Maybe that was what she had been talking about when it came to her husband. She accepted who he was, no matter how ugly, and she talked to him about it. There was no hiding, pretending it wasn’t true.
Susan and I had hidden truths from each other that had been self-evident. We never talked about the things we knew we had done, about the blood that bound us together.
In the end, that silence was what drove us apart. Would we have been closer if we had talked about it? Could we have done things differently?
‘Maybe there’s still hope?’
‘Maybe,’ I said.
‘How long do you think until your friends arrive?’
I didn’t answer that.
Downstairs, someone was hammering on the door.
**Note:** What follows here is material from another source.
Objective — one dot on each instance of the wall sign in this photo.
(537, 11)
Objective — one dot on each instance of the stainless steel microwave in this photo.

Loud. Angry. I thought of those four beats from Beethoven: death knocking at the door.
Our host crawled in from the room across the hall. Pale. Shaking. ‘This was supposed to be the safest street in the city.’ He spoke in a loud whisper. ‘When we bought … They said … Oh, Jesus … Your bloody husband …’
‘You didn’t complain when he found your fucking car last year.’
Our host stayed quiet. No smart-arse comeback to that.
‘Or when he got you that whisky cut-price. Oh-no, no complaints there, eh, Jim?’
I looked at Mary. Surprised at the anger in her voice. She had always seemed so quiet, so mild, so accepting. To see genuine anger erupt from her was unexpected.